World J Hepatol. 2017 Jul 18;9(20):896-904. doi: 10.4254/wjh.v9.i20.896.

Abstract

Aim: To determine risk factors, causative organisms and antimicrobial resistance of bacterial infections following living-donor liver transplantation (LDLT) in cirrhotic patients.

Methods: This prospective study included 45 patients with hepatitis C virus-related end-stage liver disease who underwent LDLT at Ain Shams Center for Organ Transplant, Cairo, Egypt from January 2014 to November 2015. Patients were followed-up for the first 3 mo after LDLT for detection of bacterial infections. All patients were examined for the possible risk factors suggestive of acquiring infection pre-, intra- and post-operatively. Positive cultures based on clinical suspicion and patterns of antimicrobial resistance were identified.
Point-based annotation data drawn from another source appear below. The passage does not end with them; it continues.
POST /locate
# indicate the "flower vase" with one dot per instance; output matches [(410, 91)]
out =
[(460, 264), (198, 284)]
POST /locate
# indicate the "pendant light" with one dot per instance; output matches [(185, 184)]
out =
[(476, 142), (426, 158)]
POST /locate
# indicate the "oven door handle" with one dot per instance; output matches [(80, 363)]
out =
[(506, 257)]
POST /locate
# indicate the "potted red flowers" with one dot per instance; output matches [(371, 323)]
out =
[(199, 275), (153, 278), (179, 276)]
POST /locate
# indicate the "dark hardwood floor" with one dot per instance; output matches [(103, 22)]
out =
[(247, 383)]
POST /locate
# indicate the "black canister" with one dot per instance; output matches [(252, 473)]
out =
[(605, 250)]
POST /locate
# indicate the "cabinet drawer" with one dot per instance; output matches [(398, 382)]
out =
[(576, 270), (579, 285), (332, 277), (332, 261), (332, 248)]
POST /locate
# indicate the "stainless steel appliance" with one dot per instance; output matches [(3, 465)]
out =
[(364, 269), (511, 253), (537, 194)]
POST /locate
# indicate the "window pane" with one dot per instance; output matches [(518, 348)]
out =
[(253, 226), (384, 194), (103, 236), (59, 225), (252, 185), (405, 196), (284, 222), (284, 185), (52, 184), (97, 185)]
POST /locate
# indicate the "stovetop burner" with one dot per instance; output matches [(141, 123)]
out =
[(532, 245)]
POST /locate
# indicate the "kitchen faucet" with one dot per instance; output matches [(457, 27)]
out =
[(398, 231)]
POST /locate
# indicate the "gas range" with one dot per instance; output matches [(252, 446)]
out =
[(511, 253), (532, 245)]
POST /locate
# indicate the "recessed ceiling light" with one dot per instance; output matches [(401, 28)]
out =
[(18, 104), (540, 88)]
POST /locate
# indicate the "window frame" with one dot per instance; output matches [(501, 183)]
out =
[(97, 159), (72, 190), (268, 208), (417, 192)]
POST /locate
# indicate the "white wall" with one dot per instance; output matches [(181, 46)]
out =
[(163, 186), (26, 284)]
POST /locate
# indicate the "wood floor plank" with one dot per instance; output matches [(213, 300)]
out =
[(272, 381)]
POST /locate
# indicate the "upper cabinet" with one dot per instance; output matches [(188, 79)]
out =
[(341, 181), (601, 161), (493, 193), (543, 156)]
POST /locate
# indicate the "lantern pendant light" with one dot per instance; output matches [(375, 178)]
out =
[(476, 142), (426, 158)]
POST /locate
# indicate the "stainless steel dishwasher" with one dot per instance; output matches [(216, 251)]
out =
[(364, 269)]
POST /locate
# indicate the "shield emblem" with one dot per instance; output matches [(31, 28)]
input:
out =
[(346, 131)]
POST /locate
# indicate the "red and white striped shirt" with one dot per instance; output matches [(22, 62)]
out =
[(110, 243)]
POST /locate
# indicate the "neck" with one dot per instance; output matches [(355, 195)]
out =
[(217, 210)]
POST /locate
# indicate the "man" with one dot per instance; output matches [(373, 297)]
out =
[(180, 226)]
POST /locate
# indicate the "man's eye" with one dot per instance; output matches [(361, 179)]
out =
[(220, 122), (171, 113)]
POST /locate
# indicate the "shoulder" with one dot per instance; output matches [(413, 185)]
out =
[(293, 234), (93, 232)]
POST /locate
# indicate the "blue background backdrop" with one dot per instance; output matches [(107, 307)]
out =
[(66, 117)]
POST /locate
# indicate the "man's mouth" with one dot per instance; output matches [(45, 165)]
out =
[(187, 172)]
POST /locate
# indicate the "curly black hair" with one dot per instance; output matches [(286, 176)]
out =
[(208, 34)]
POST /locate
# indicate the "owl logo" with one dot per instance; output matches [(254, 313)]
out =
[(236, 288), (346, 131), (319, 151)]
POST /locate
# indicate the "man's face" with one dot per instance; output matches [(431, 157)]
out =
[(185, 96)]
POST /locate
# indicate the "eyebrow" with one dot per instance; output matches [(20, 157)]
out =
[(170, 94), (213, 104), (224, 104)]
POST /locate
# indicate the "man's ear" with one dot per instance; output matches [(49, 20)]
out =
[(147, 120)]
Results: Thirty-three patients (73.3%) suffered from bacterial infections; 21 of them had a single infection episode, and 12 had repeated infection episodes. Bile was the most common site for both single and repeated episodes of infection (28.6% and 27.8%, respectively). The most common isolated organisms were gram-negative bacteria. Acinetobacter baumannii was the most common organism isolated from both single and repeated infection episodes (19% and 33.3%, respectively), followed by Escherichia coli for repeated infections (11.1%), and Pseudomonas aeruginosa for single infections (19%). Levofloxacin showed high sensitivity against repeated infection episodes (P = 0.03). Klebsiella, Acinetobacter and Pseudomonas were multi-drug resistant (MDR). Pre-transplant hepatocellular carcinoma (HCC) and duration of drain insertion (in days) were independent risk factors for the occurrence of repeated infection episodes (P = 0.024).

Conclusion: MDR gram-negative bacterial infections are common post-LDLT. Pre-transplant HCC and duration of drain insertion were independent risk factors for the occurrence of repeated infection episodes.

Keywords: Bacterial infection; Hepatitis C virus; Liver cirrhosis; Living-donor liver transplantation; Multi-drug resistance.